Deddy Corbuzier memberikan tips mengatur jam tidur. (YouTube Deddy Corbuzier)
JawaPos.com - Deddy Corbuzier selaku sahabat dekat mendiang penyanyi Vidi Aldiano menyampaikan peringatan keras ditujukan kepada peramal yang suka mencari popularitas dengan mengklaim sudah memprediksi kematian seseorang, terutama di kalangan publik figur.
Dalam peringatannya yang disampaikan melalui akun Instgaram pribadinya, Deddy Corbuzier mengaku tidak segan-segan untuk mengejar sang peramal apabila dia tiba-tiba muncul ke publik dan mengaku telah memprediksi kematian Vidi Aldiano.

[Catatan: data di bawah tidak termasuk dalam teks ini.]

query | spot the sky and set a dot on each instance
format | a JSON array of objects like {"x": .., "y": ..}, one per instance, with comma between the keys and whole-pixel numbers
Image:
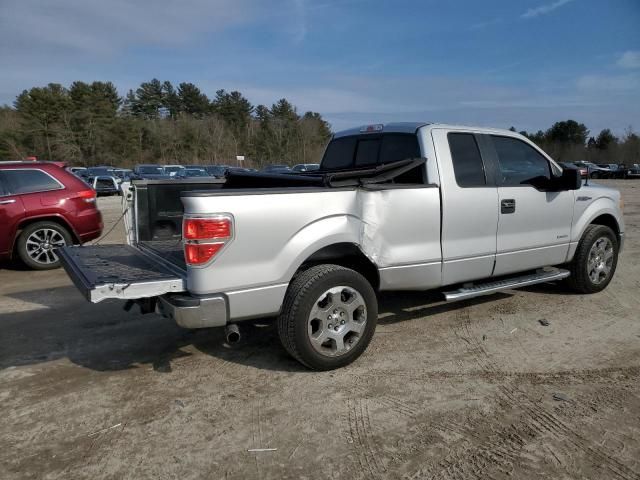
[{"x": 500, "y": 63}]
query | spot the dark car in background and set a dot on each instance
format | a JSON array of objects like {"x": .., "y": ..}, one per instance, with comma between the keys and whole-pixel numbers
[
  {"x": 191, "y": 172},
  {"x": 105, "y": 185},
  {"x": 594, "y": 171},
  {"x": 150, "y": 172},
  {"x": 583, "y": 170},
  {"x": 217, "y": 170},
  {"x": 633, "y": 171},
  {"x": 306, "y": 167},
  {"x": 44, "y": 207},
  {"x": 277, "y": 169}
]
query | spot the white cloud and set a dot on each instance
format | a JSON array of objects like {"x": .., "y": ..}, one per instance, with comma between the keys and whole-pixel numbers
[
  {"x": 544, "y": 9},
  {"x": 629, "y": 59},
  {"x": 107, "y": 27},
  {"x": 612, "y": 84}
]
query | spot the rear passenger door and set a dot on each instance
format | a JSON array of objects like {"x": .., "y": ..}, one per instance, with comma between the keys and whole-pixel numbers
[
  {"x": 469, "y": 206},
  {"x": 534, "y": 225},
  {"x": 11, "y": 213}
]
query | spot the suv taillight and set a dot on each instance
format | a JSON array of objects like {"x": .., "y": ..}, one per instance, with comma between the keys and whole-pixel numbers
[
  {"x": 88, "y": 196},
  {"x": 205, "y": 237}
]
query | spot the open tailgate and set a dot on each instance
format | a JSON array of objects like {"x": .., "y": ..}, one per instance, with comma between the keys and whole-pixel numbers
[{"x": 118, "y": 271}]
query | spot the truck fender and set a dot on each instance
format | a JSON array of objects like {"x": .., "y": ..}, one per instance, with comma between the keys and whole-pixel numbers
[
  {"x": 317, "y": 235},
  {"x": 602, "y": 209}
]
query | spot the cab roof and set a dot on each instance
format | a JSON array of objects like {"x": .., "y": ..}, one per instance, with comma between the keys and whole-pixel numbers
[
  {"x": 412, "y": 127},
  {"x": 394, "y": 127}
]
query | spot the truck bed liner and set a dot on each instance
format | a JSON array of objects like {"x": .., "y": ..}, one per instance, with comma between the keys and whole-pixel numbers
[{"x": 117, "y": 271}]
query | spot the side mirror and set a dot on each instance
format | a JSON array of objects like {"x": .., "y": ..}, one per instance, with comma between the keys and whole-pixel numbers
[{"x": 570, "y": 179}]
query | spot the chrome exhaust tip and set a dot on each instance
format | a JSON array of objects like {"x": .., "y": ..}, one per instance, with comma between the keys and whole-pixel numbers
[{"x": 232, "y": 334}]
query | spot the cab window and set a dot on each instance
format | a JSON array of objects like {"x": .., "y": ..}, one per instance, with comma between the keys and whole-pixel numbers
[{"x": 519, "y": 162}]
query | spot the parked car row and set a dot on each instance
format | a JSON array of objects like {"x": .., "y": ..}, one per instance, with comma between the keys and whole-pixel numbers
[
  {"x": 604, "y": 170},
  {"x": 101, "y": 175}
]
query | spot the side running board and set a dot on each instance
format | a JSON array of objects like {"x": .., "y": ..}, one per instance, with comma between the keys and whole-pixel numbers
[{"x": 487, "y": 288}]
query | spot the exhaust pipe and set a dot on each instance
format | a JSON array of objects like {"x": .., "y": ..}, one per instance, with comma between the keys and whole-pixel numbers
[{"x": 232, "y": 333}]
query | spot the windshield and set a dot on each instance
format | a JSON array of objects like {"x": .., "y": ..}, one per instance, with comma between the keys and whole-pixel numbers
[
  {"x": 94, "y": 171},
  {"x": 195, "y": 172},
  {"x": 150, "y": 170}
]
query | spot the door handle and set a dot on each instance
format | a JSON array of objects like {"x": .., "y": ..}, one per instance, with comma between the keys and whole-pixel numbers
[{"x": 508, "y": 206}]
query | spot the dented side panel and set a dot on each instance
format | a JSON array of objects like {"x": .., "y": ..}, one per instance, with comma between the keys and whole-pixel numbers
[{"x": 276, "y": 232}]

"Kalau sampai ada peramal-peramal palsu itu yang berani bilang sudah saya prediksi Vidi akan meninggal hanya untuk naikin popularitas itu... saya kejar Anda sampai ke liang kubur!!! Take it as my words! -D.C," tegas Deddy Corbuzier.
Deddy Corbuzier memang tidak menyebutkan nama peramal yang dinilainya memprediksi kematian seseorang untuk tujuan menaikkan popularitas dengan mengklaim sudah memprediksinya ketika peristiwanya telah terjadi.
Namun beberapa tahun belakangan, peramal yang cukup vokal mengungkapkan ramalannya adalah Hard Gumay. Sejumlah netizen pada kolom komentar menduga peringatan keras yang disampaikan Deddy Corbuzier itu sebenarnya ditujukan kepada Hard Gumay.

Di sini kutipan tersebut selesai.